Stand-by, entre série télévisée et feuilleton littéraire



Daniel Vuataz, Aude Seigne et Bruno Pellegrino portraiturés par Frédéric Pajak (© Frédéric Pajak)

Ça y est, nous y sommes de nouveau, la rentrée littéraire est de retour ! Passés Désérable, Adimi, Ducrozet, bienvenus à Beigbeder, Jauffret, Adam… Mais plutôt que de parler de la rentrée et de ses traditionnels romans, tournant toujours autour des mêmes codes, intéressons-nous plutôt à un livre, guère plus grand qu’un format poche, qui se propose comme l’antithèse du roman de rentrée littéraire. Et pour cause, ce n’est pas un roman ! Stand-by, c’est le projet ambitieux des éditions Zoé avec aux manettes trois écrivains – Bruno Pellegrino, Aude Seigne et Daniel Vuataz – et qui a pour but de mélanger la littérature au feuilleton et à la série télévisée. Le tout sous l’œil des dessins affirmés de Frédéric Pajak.

La littérature titillée par la série télévisée

« (à suivre.) » C’est sur ces mots que le lecteur referme les quelques 170 pages que comporte ce récit à six mains. Dix-huit chapitres qui forment la charpente du premier épisode de la saison 1 de Stand-by. L’histoire est celle d’une dizaine de personnages, reliés par un seul événement : l’irruption soudaine d’un volcan dans la région de Naples. Alix, sur le point de s’envoler pour New York depuis Paris doit revoir ses plans. Au Monténégro, Nora, Vasko et Virgile, trois adolescents, se retrouvent sans adultes et découvrent l’indépendance, grisante et inquiétante. Au même moment, une équipe de jeunes Européens qui accomplissent leur Service climatique obligatoire reste bloquée au cœur du Groenland, loin de tout secours. L’idée est simple : proposer une série littéraire jalonnée de quatre épisodes pour la première saison, qui s’égrèneront tout le long de l’année 2018, de janvier à septembre. L’ambition ? Titiller la littérature en lui introduisant des codes empruntés à la série télévisée, et en voyant comment on peut réorganiser un récit sous ces traits-là. C’était donc là le pari lancé par Caroline Coutau, la directrice des Editions Zoé, à ses trois auteurs.

Derrière Stand-by, l’AJAR


Aude Seigne

Bruno Pellegrino, Aude Seigne et Daniel Vuataz sont des habitués du jeu formel littéraire. Tous trois membres de l’AJAR, ce collectif suisse romand d’émulation littéraire, ils ont brossé ce récit ensemble, se sont partagés les tâches, les schémas et ont retravaillé le corps du texte une fois le récit embrayé. Ainsi, retrouver l’AJAR derrière ce projet n’est pas une surprise, tant ce collectif montant s’est vu être aux source de nombreux projets littéraires où le maître-mot était le bouleversement des codes.

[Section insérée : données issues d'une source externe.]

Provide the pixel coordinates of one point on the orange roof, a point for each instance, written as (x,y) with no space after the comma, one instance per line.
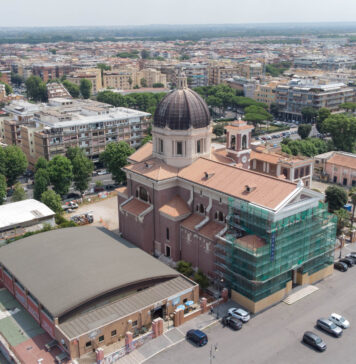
(135,206)
(143,153)
(175,207)
(192,221)
(344,160)
(239,125)
(267,191)
(251,241)
(153,168)
(211,229)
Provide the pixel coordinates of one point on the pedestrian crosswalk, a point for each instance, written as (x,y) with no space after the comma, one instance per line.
(303,292)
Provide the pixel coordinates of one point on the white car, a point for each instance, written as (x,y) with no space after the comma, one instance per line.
(239,313)
(339,320)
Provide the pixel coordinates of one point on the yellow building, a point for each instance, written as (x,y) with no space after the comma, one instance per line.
(91,74)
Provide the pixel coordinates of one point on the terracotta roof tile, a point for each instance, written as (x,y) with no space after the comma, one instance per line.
(135,206)
(344,160)
(267,191)
(141,154)
(154,169)
(192,221)
(175,207)
(211,229)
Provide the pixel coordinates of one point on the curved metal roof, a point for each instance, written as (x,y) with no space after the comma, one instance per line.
(66,268)
(182,109)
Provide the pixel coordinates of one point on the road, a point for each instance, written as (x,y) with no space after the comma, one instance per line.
(274,336)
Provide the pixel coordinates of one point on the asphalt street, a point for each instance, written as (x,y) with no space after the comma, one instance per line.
(274,336)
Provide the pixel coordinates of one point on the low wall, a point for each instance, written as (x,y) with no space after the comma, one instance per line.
(260,305)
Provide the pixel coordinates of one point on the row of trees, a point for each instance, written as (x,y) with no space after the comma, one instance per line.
(13,164)
(37,89)
(308,147)
(144,101)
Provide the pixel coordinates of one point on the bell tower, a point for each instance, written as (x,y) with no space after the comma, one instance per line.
(238,142)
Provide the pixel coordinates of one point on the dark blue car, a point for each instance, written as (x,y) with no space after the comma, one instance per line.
(197,337)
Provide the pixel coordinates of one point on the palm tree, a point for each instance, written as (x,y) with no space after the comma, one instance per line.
(352,194)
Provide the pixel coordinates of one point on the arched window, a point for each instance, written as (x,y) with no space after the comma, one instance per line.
(221,216)
(143,194)
(244,142)
(233,142)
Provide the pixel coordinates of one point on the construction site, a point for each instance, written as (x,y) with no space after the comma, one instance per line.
(261,258)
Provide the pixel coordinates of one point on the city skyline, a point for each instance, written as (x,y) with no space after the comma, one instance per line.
(22,13)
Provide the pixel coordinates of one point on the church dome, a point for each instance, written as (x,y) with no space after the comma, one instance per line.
(182,109)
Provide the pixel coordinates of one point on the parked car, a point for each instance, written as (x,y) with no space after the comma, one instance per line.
(240,314)
(329,327)
(232,322)
(342,267)
(197,337)
(339,321)
(314,340)
(349,262)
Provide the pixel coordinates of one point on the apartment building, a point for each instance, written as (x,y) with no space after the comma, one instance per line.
(87,124)
(50,71)
(91,74)
(19,113)
(123,80)
(298,94)
(151,76)
(217,73)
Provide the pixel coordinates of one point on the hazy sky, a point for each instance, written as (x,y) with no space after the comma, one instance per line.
(132,12)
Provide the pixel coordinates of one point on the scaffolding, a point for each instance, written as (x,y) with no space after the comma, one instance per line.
(303,242)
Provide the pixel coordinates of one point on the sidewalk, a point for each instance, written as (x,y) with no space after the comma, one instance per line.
(175,335)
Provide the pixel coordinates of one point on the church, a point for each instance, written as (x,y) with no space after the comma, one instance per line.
(185,199)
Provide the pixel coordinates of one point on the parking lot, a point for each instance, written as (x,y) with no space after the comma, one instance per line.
(275,335)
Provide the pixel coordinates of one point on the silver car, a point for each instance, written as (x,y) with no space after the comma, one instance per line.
(339,320)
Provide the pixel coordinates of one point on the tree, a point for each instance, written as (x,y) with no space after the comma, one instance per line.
(15,163)
(72,88)
(19,193)
(343,131)
(304,130)
(41,183)
(60,174)
(146,139)
(336,197)
(158,85)
(309,114)
(82,168)
(143,82)
(218,129)
(343,218)
(185,268)
(201,279)
(8,88)
(52,200)
(145,54)
(2,188)
(323,114)
(16,79)
(41,163)
(352,194)
(85,88)
(115,157)
(36,89)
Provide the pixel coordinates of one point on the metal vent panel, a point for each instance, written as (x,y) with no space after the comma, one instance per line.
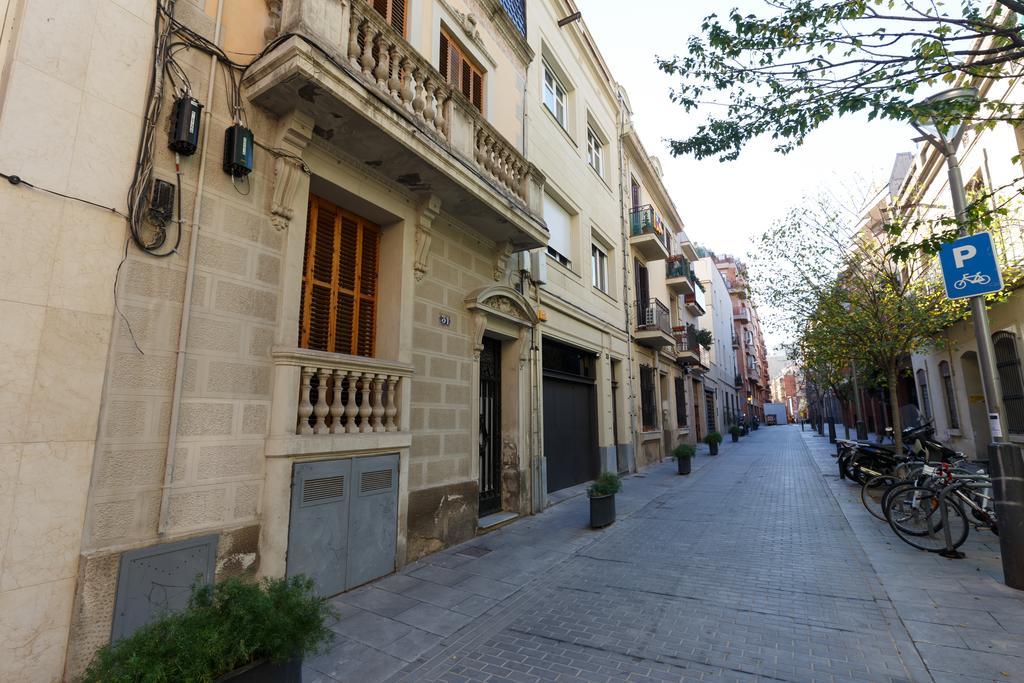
(323,489)
(378,480)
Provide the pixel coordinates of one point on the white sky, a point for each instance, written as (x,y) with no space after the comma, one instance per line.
(724,205)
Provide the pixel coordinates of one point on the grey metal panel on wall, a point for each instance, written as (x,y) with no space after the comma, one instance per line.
(374,518)
(317,530)
(159,580)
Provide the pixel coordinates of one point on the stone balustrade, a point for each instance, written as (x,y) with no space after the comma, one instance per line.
(383,59)
(341,394)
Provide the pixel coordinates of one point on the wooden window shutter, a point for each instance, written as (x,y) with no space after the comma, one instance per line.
(339,283)
(393,11)
(459,71)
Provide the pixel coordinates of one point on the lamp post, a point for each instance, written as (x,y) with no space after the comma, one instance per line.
(1006,464)
(861,427)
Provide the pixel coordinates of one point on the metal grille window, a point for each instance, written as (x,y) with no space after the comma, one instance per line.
(516,9)
(595,152)
(554,96)
(599,267)
(1008,361)
(926,403)
(947,387)
(461,72)
(339,282)
(681,401)
(648,409)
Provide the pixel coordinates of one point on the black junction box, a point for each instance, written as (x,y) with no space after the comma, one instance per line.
(238,151)
(184,130)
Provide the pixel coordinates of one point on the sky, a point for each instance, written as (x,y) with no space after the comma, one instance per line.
(724,205)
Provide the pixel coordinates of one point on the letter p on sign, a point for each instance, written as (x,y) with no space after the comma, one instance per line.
(963,254)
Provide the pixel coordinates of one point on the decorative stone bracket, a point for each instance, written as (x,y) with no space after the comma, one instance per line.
(295,133)
(426,212)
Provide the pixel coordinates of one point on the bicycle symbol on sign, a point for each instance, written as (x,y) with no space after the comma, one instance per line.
(972,279)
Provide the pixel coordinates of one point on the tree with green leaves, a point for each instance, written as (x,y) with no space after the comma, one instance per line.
(788,70)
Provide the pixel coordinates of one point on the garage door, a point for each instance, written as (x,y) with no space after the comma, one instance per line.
(569,416)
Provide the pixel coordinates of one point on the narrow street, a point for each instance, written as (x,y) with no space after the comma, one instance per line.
(748,569)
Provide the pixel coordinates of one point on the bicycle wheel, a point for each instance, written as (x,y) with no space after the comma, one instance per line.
(914,514)
(872,494)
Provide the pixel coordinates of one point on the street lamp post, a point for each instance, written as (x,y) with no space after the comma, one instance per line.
(1006,464)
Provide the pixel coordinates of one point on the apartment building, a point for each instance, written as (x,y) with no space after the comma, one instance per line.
(721,381)
(944,381)
(752,353)
(346,311)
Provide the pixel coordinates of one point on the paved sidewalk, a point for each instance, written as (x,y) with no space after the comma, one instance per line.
(966,625)
(745,570)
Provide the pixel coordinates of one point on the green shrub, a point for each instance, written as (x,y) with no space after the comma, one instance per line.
(606,484)
(224,627)
(683,452)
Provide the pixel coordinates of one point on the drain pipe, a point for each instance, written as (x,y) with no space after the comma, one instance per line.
(626,276)
(179,371)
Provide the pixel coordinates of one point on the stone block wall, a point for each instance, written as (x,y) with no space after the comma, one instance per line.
(443,489)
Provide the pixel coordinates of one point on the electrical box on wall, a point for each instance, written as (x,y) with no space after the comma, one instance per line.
(539,265)
(238,151)
(184,125)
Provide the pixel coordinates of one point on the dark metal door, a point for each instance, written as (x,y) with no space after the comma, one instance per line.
(373,518)
(569,432)
(491,427)
(317,534)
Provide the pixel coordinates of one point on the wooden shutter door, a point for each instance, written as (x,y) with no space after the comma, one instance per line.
(339,284)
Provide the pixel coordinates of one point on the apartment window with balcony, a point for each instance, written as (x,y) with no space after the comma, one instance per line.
(560,228)
(648,408)
(339,282)
(947,387)
(554,96)
(461,72)
(681,401)
(599,267)
(393,11)
(595,152)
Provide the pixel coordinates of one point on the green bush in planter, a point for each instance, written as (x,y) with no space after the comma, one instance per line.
(683,451)
(606,484)
(225,627)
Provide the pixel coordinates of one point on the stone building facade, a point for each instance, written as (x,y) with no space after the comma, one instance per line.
(376,322)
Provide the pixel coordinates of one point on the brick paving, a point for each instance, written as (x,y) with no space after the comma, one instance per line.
(757,566)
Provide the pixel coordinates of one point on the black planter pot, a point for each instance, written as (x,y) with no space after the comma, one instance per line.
(265,672)
(602,510)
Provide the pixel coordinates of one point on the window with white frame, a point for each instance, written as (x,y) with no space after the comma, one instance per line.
(599,267)
(595,152)
(554,96)
(560,228)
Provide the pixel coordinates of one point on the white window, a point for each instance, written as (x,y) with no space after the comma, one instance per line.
(554,96)
(594,152)
(560,227)
(599,267)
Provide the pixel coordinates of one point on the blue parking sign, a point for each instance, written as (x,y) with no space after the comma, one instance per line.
(969,266)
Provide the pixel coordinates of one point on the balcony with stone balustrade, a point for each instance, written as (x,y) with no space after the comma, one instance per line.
(375,99)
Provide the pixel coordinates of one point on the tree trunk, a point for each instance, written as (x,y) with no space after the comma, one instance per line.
(894,407)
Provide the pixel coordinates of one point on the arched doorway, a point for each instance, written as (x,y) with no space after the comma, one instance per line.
(976,403)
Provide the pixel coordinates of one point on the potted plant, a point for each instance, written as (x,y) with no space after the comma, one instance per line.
(602,499)
(683,453)
(237,631)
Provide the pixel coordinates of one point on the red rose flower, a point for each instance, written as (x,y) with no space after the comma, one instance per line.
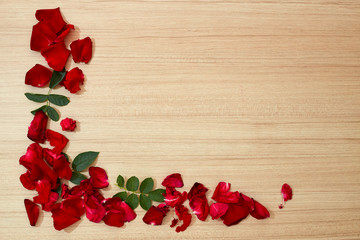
(173,181)
(38,76)
(155,215)
(57,140)
(32,211)
(56,55)
(68,124)
(73,79)
(98,177)
(37,127)
(81,50)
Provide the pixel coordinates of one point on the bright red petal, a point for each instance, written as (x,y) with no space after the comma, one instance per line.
(32,211)
(81,50)
(73,79)
(56,55)
(38,76)
(57,140)
(98,177)
(173,180)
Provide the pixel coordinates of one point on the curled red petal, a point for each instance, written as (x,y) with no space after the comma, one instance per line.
(173,181)
(57,140)
(259,212)
(32,210)
(81,50)
(95,212)
(98,177)
(56,55)
(218,210)
(68,124)
(73,79)
(37,128)
(286,192)
(38,76)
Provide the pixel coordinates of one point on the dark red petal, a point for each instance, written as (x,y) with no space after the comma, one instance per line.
(259,212)
(38,76)
(183,214)
(43,188)
(173,180)
(95,212)
(81,50)
(68,124)
(286,192)
(32,211)
(98,177)
(235,214)
(155,215)
(222,194)
(198,190)
(217,210)
(36,131)
(200,207)
(51,17)
(62,219)
(57,140)
(62,167)
(73,79)
(56,55)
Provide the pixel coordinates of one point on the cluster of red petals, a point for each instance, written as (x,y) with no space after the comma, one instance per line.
(68,124)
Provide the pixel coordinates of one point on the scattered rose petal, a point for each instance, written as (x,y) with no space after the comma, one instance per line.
(56,55)
(68,124)
(81,50)
(37,128)
(173,181)
(38,76)
(32,211)
(98,177)
(73,79)
(57,140)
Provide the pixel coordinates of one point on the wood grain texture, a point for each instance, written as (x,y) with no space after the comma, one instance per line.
(256,93)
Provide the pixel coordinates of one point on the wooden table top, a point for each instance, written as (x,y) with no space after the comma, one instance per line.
(256,93)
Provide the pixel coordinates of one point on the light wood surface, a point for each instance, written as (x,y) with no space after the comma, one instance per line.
(255,93)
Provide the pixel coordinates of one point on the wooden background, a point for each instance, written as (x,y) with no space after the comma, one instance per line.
(255,93)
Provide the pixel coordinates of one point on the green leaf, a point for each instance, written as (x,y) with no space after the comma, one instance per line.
(84,160)
(77,177)
(52,113)
(36,97)
(59,100)
(145,202)
(132,184)
(120,181)
(56,78)
(42,108)
(156,195)
(146,185)
(122,195)
(132,200)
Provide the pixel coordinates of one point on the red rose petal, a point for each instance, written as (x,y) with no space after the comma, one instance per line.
(36,131)
(57,140)
(218,210)
(95,212)
(81,50)
(32,211)
(52,18)
(259,212)
(38,76)
(73,79)
(98,177)
(173,180)
(56,55)
(68,124)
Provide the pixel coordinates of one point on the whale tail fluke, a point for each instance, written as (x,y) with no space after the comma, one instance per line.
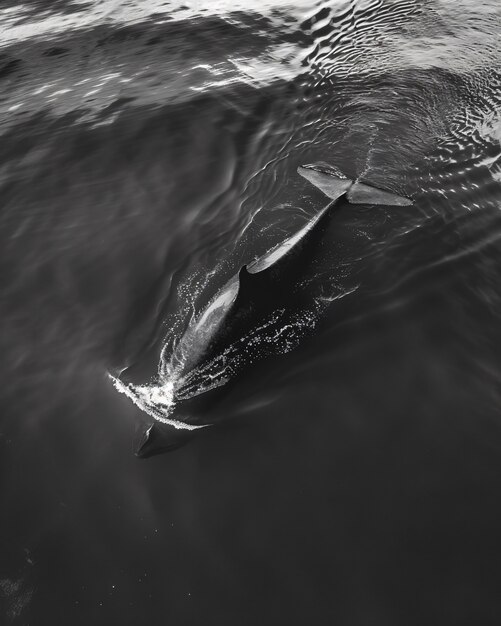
(334,184)
(360,193)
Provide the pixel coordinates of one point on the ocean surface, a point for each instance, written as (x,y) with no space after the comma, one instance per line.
(147,151)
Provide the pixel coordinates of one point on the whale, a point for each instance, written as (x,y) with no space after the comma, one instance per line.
(264,310)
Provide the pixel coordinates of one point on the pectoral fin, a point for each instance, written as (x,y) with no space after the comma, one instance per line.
(327,178)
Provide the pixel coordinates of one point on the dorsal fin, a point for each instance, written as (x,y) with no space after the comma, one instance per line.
(327,178)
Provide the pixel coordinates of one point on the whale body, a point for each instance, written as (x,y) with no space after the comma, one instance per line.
(263,310)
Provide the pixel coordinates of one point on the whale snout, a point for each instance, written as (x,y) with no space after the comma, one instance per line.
(157,438)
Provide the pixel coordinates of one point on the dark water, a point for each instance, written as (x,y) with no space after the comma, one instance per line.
(146,153)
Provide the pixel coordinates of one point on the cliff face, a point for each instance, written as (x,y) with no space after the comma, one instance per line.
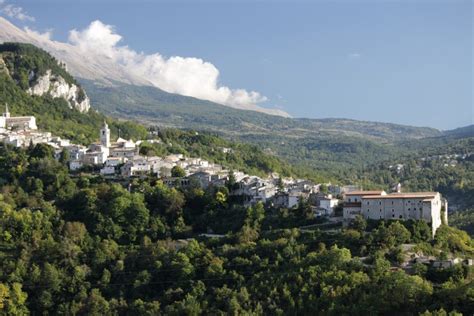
(57,87)
(3,67)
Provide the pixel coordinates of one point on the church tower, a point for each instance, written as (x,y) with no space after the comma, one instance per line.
(6,114)
(105,135)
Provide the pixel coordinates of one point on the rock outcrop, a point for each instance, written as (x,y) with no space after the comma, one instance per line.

Une idée convaincante pour un résultat convaincant ?


Daniel Vuataz

Alors que trop souvent la littérature souffre d’un manque de souffle, que l’on voit pulluler nombre de livres qui ne sont que de fades réécritures, il est important d’oser des choses. De tenter de nouvelles formes, d’essayer de s’affranchir des codes narratifs classiques, sans quoi la littérature ne deviendrait qu’une espèce de truite gigotant hors de l’eau, moribonde. Aussi le projet tenté par les Editions Zoé est de bon augure ! Mais passé ce moment d’égayement et de surprise, il faut scruter le texte pour savoir si le pari a été remporté. Autant l’idée de départ est convaincante, autant le résultat peine à l’être… Le récit souffre de beaucoup de longueurs (alourdi par une écriture factuelle et trop distante), et si certains personnages s’imposent au fil de l’histoire, d’autres se trouvent ballotés par la narration et ne décrochent aucune consistance. Les incessants allers et retours géographiques font perdre au lecteur le fil du récit qu’il arrivait péniblement à tenir. Bien sûr, l’idée d’une succession de courts chapitres, qui embarquent le lecteur d’une scène à l’autre est l’un des fameux codes des séries. Mais à force de poser un décor pour le souffler deux ou trois pages plus loin, le texte se contente être quelque chose de diffus, peut-être confus, loin de la frénésie recherchée par les cuts scénaristiques. Black Mirror, Breaking Bad : deux séries citées comme filiation de Stand-by. Mais là encore, l’héritage est lourd, trop lourd. C’est peut-être là que se situe le soucis : le projet n’est-il pas trop ambitieux ? Il est indéniable que Stand-by est nourri de bonnes idées, mais la révolution annoncée par ce projet n’arrive pas, les codes sont certes un peu bousculés, mais pas transgressés.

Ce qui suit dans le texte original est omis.